Bill Gates said in the early 1990s that “we need banking but we don’t need banks anymore”. He was wrong.
I hosted a banking seminar in the late 1990s where David Llewellyn, a Professor of Money, stood up and stated that “there will be more change in the next five years in banking than we’ve seen in the last fifty”. He was wrong.
In 2009, reflecting on the financial crisis, Paul Volker, the former head of the Federal Reserve, said “the ATM has been the only useful innovation in banking for the past twenty years”. He was wrong.
But at the time, they were all right in their own way.
What is going on here is that old nugget: we overestimate the speed of technological change and underestimate the impact (Amara’s Law, named after Roy Amara who coined this back in the 1970s).
I guess we have seen this pretty often in the investment and business world. The internet boom and bust being a good example. We overestimated how fast the internet would take over business, lost a load and then wished we had a stake in Amazon. It’s pretty true of many other areas too, but has never been true in banking. In banking, it’s boring. Nothing much changes …
… until now.
This hit home for me when I received the press release of First Direct’s thirtieth birthday the other day. The bank launched on 1st October 1989. Back then, it was an innovation from Midland Bank to create Britain’s first branchless bank using call centre technology. That was huge innovation back then and, even today, First Direct is voted consistently in the top for customer service for any UK business, because its business model is built for remote relationships.
However, thirty years ago … just thirty years ago … the press release described the world like so:
Thirty years ago, many people still had rotary phones, so a 24/7 telephone bank was revolutionary. If you wanted to interact with your bank you did it in a branch, with banks only opening between 9:30 and 3:30 and closing altogether at weekends. Back then branch managers still made the key decisions on who could have a loan or a mortgage, and there were long waits to get either. Cheques were how most people paid people and services, with more long queues in branches on Fridays. ATMs were a rarity, and mobile phones were in their infancy (and the size of a house brick!).
OMG how the world has changed. Dramatically. These were the things that Bill Gates and David Llewellyn were getting at: the internet has arrived. Business will move to digital and remote. You have to get with it. Transform or die!
The thing is they were way too early in their view of the world. The dotcom bust was just around the corner, the mobile phone was still a brick, and no one had any idea of broadband let alone 5G.

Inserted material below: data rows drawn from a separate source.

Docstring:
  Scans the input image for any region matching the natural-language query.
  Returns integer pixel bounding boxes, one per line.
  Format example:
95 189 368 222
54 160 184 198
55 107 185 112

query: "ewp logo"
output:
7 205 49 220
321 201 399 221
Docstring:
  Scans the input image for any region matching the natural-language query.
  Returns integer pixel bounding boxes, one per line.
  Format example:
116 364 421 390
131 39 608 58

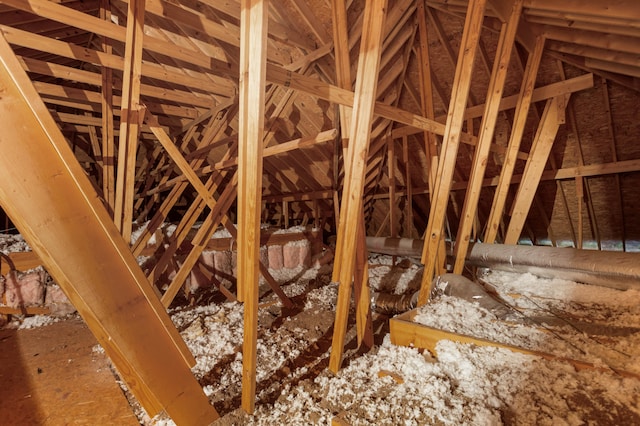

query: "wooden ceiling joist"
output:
418 0 486 305
237 0 269 413
0 30 217 423
453 0 522 274
504 95 568 244
329 0 387 372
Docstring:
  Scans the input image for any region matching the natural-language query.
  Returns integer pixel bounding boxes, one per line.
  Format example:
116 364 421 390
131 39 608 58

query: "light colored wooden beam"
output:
504 95 568 244
453 0 522 274
238 0 269 413
392 74 593 138
418 0 486 305
484 37 545 243
0 30 217 424
524 0 640 21
602 78 627 251
113 0 145 241
329 0 387 372
331 0 353 281
547 41 640 70
535 25 640 54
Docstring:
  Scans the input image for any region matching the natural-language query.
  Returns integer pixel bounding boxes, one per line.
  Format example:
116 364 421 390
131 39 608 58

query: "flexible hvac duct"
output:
367 237 640 290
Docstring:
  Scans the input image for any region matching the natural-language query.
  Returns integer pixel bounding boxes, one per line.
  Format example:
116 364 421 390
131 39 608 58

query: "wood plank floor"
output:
0 319 139 426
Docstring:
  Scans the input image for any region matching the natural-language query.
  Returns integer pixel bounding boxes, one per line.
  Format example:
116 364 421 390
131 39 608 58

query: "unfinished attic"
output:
0 0 640 425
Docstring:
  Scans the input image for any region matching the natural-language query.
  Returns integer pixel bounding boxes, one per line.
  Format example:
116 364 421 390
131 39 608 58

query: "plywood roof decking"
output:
0 0 640 420
0 0 640 242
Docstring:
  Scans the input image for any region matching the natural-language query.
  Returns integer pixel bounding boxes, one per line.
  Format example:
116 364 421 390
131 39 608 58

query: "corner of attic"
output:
0 0 640 425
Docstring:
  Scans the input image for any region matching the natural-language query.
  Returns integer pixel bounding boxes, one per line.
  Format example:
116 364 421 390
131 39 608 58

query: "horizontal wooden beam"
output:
374 160 640 200
524 0 640 22
391 74 593 138
0 31 218 424
0 25 235 97
389 309 640 379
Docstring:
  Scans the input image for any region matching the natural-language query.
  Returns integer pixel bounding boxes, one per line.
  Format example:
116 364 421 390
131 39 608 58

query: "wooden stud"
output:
504 96 566 244
453 0 522 274
329 0 387 372
100 0 116 215
602 78 627 251
418 0 486 305
331 0 352 281
484 37 544 244
0 32 217 424
238 0 269 413
113 0 145 241
353 218 373 350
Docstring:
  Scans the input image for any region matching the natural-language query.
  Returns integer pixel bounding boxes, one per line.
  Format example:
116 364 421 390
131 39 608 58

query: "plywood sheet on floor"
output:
0 319 139 425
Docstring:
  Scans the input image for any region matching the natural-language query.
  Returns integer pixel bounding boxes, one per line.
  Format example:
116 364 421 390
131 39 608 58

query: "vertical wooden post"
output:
100 0 116 217
353 218 373 349
418 0 487 305
576 176 584 249
484 37 544 244
0 34 218 424
388 135 398 238
114 0 145 241
504 95 568 244
453 0 522 274
331 0 352 281
329 0 387 372
416 2 446 273
402 136 413 238
238 0 269 413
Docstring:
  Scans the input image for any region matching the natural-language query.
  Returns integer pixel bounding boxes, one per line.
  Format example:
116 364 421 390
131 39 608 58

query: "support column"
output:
329 0 387 372
418 0 487 305
237 0 269 413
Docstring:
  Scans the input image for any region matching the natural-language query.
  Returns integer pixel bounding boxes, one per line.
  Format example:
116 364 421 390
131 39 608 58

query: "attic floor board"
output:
0 319 139 426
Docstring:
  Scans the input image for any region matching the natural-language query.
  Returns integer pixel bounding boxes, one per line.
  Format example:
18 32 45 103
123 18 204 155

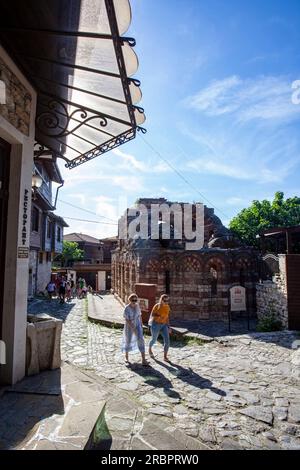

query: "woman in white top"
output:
122 294 149 366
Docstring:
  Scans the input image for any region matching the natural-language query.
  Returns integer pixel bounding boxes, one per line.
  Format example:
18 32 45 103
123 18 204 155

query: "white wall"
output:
0 46 36 383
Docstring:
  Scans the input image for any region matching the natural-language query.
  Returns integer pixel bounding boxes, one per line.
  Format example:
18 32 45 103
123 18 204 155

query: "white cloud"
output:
185 75 300 122
225 196 247 206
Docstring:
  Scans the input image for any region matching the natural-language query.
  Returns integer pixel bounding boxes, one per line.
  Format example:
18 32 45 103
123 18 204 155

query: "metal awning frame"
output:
1 0 146 169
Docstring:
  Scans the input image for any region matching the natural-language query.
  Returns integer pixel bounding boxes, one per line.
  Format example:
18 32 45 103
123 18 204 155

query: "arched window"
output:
209 268 218 297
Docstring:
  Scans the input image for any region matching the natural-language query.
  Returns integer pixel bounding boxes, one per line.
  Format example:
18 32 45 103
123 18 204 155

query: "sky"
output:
56 0 300 238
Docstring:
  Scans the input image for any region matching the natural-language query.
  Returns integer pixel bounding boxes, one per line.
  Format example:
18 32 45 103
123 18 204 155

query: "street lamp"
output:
31 173 43 199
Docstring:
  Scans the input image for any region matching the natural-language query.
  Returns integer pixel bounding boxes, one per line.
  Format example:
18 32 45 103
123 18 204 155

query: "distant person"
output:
58 276 67 304
46 281 56 300
148 294 170 362
66 281 72 302
122 294 149 366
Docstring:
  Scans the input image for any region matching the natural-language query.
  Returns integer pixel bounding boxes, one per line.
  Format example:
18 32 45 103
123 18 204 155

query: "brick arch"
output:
234 258 251 269
143 258 160 272
159 258 175 271
177 255 202 273
205 256 226 272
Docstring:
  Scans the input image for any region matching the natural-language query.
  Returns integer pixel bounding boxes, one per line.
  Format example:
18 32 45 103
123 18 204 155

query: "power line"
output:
138 134 229 219
61 216 118 226
58 199 116 222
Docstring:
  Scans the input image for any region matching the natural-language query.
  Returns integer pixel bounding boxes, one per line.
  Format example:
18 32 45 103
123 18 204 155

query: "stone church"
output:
112 198 258 320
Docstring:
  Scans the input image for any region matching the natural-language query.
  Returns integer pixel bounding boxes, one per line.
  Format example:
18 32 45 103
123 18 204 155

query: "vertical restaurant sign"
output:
230 286 246 312
21 189 29 246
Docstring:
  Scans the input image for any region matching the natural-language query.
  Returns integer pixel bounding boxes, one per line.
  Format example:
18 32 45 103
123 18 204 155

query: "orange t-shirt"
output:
151 304 170 323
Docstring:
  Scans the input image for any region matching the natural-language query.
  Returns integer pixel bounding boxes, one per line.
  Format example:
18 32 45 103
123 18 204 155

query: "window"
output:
32 207 40 232
210 268 218 297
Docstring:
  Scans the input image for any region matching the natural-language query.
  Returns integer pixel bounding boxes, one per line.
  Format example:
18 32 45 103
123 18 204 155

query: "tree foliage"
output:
229 191 300 246
56 241 83 267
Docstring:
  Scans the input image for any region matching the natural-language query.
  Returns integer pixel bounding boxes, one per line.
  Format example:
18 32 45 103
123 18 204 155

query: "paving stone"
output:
21 296 300 450
288 405 300 423
148 406 173 418
239 406 273 425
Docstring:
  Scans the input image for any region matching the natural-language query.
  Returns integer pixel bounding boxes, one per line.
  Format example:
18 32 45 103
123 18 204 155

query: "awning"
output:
0 0 145 168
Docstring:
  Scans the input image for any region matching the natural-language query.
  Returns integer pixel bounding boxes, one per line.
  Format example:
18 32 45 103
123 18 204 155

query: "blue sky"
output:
57 0 300 238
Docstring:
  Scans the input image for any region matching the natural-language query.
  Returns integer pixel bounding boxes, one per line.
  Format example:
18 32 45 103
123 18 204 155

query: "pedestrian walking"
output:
66 281 72 302
46 280 56 300
58 276 67 304
122 294 149 366
148 294 170 362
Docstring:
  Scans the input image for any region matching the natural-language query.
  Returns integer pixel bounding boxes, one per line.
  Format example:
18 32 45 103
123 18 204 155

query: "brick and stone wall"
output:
256 255 288 328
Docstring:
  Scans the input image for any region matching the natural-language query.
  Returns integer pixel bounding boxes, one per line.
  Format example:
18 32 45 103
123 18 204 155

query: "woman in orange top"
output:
148 294 170 361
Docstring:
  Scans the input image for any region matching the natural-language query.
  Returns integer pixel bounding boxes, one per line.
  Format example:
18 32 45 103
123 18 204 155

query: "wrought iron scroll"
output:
36 99 107 137
65 128 137 170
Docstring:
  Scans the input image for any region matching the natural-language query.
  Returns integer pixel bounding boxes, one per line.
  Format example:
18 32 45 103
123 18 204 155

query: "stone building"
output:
64 233 117 292
112 199 258 320
28 158 68 298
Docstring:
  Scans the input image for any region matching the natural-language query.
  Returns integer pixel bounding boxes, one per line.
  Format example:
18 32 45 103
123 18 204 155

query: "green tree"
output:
229 191 300 246
55 241 83 267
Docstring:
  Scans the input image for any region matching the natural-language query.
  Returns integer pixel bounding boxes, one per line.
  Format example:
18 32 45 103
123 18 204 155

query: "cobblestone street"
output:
29 296 300 450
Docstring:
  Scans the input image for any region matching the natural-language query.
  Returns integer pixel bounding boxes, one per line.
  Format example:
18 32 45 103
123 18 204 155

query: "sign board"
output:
139 299 149 312
18 246 29 258
229 286 247 312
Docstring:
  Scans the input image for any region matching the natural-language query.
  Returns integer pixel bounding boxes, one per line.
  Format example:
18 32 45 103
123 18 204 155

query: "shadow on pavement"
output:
0 369 64 450
128 364 181 399
154 359 226 397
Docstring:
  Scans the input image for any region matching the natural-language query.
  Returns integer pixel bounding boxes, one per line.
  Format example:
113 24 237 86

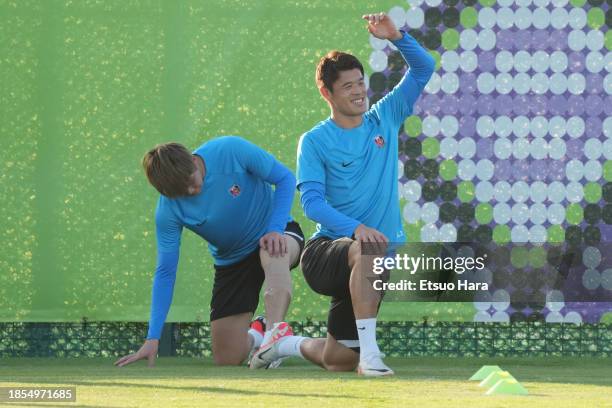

That is why, even a decade later, Paul Volker was right: there is nothing that was innovative in banking … well, apart from collateralised debt obligations and mortgage-backed securities.
A decade later, everything has changed. I believe it is due to two key technologies coming of age. The first is obvious: telecoms merged with technology to create the smartphone revolution led by Apple. Moving from a telephone to a computer in the pocket and purse has shifted humans from conversations to swipes in just ten years. That is a radical change.
The second is more subtle, but just as important. Cloud computing has come of age. Again, a nascent technology a decade ago, the fact that anyone can launch an app or an API in an app store – that wouldn’t be around if it wasn’t for the smartphone – and scale that app or API overnight to take billions of transactions – that wouldn’t be possible without cloud – is the radical change.
These are the two technologies that have allowed thousands of start-ups to … well, start-up. There would be no Uber, Airbnb, Stripe or Apple if it wasn’t for the smartphone, the app store, API plug-and-play code and cloud computing.
As a result of these technologies, we may finally have reached the point where the over-estimations of Bill Gates, David Llewellyn and crew are now a reality. However, in the quarter century in between, maybe the banks have adapted to keep up? What do you think?